# PageRank 팀 코드

### **Install Pyspark**   
just implement all blocks in this section

In [None]:
!apt-get install openjdk-8-jdk-headless -qq > /dev/null

In [None]:
!wget -q https://dlcdn.apache.org/spark/spark-3.2.0/spark-3.2.0-bin-hadoop3.2.tgz

In [None]:
!tar xf spark-3.2.0-bin-hadoop3.2.tgz

In [None]:
!pip install -q findspark

In [None]:
import os
os.environ["JAVA_HOME"] = "/usr/lib/jvm/java-8-openjdk-amd64"
os.environ["SPARK_HOME"] = "/content/spark-3.2.0-bin-hadoop3.2"

### **Upload data**

In [None]:
from google.colab import drive
drive.mount('/content/drive')

In [None]:
cd /content/drive/MyDrive/

In [None]:
import pandas as pd
import numpy as np
import ast

#modify as your filename
filename = 'data_21_22.csv'

df = pd.read_csv(filename)
#df = df[['cino', 'compound_nouns', 'only_weight_dic', 'use_less_dic']]
#preview for data
df.head()

In [None]:
df = df[['cino', 'compound_nouns', 'only_weight_dic', 'use_less_dic']]

#### replace nan and convert data form to list
*if df['compound_nouns']'s list length is 0, drop that row

In [None]:
#fill 'nan' as str of empty list: '[]'
df['compound_nouns'] = df['compound_nouns'].fillna('[]')

#make a list for text had to be processed
#'lists' used as saving the 'compound_nouns' list on df, 'n_lists' used as a corpus for computing tfidf
lists = []
for element in df['compound_nouns']:
  noun = ast.literal_eval(element)
  lists.append(noun)

df['compound_nouns'] = lists

In [None]:
#fill 'nan' as str of empty list: '[]'
df['only_weight_dic'] = df['only_weight_dic'].fillna('[]')

#make a list for text had to be processed
#'lists' used as saving the 'compound_nouns' list on df, 'n_lists' used as a corpus for computing tfidf
lists = []
for element in df['only_weight_dic']:
  noun = ast.literal_eval(element)
  lists.append(noun)

df['only_weight_dic'] = lists

In [None]:
#fill 'nan' as str of empty list: '[]'
df['use_less_dic'] = df['use_less_dic'].fillna('[]')

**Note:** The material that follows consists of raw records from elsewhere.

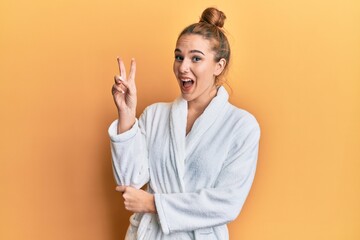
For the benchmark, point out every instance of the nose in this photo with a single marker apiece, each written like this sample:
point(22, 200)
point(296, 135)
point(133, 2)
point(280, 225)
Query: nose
point(184, 66)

#make a list for text had to be processed
#'lists' used as saving the 'compound_nouns' list on df, 'n_lists' used as a corpus for computing tfidf
lists = []
for element in df['use_less_dic']:
  noun = ast.literal_eval(element)
  lists.append(noun)

df['use_less_dic'] = lists

In [None]:
#if df['compound_nouns']'s list length is 0, drop that row
lists = []
for i in range(df.shape[0]):
  if len(df['compound_nouns'][i]) == 0:
    print(i)
    lists.append(i)
df = df.drop(lists)
df = df.reset_index(drop=True)

In [None]:
df

### **PageRank**

#### Import the library

In [None]:
import findspark
findspark.init()

from pyspark import SparkConf, SparkContext
sc = SparkContext("local", "pagerank")

In [None]:
import math
import time
from sklearn.feature_extraction.text import CountVectorizer
from sklearn.feature_extraction.text import TfidfVectorizer
from collections import defaultdict, Counter

#### Find class type: df['cino_alpha']

In [None]:
#take str part from cino
df['cino_alpha'] = df['cino'].str[0:3]
df['cino_alpha']

#### Compute Tfidf score: df['tfidf_result']

In [None]:
n_lists = []
for element in df['compound_nouns']:
  n_lists.append(' '.join(element))

In [None]:
#compute the tfidf score
vectorizer = TfidfVectorizer()
sp_matrix = vectorizer.fit_transform(n_lists)
tfidf_result = []

word2id = defaultdict(lambda : 0)
for idx, feature in enumerate(vectorizer.get_feature_names()):
  word2id[feature] = idx

for i, sent in enumerate(n_lists):
  k = [ (token, sp_matrix[i, word2id[token]]) for token in sent.split() ]
  tfidf_result.append(k)

#save the tfidf score
df['tfidf_result'] = tfidf_result

#### Sum tfidf scores: df['tfidf_result_sum']

In [None]:
#sum the score of same token
lists = []
for element in df['tfidf_result']:
  tf_rdd = sc.parallelize(element)
  lists.append(tf_rdd.reduceByKey(lambda a, b: a+b).collect())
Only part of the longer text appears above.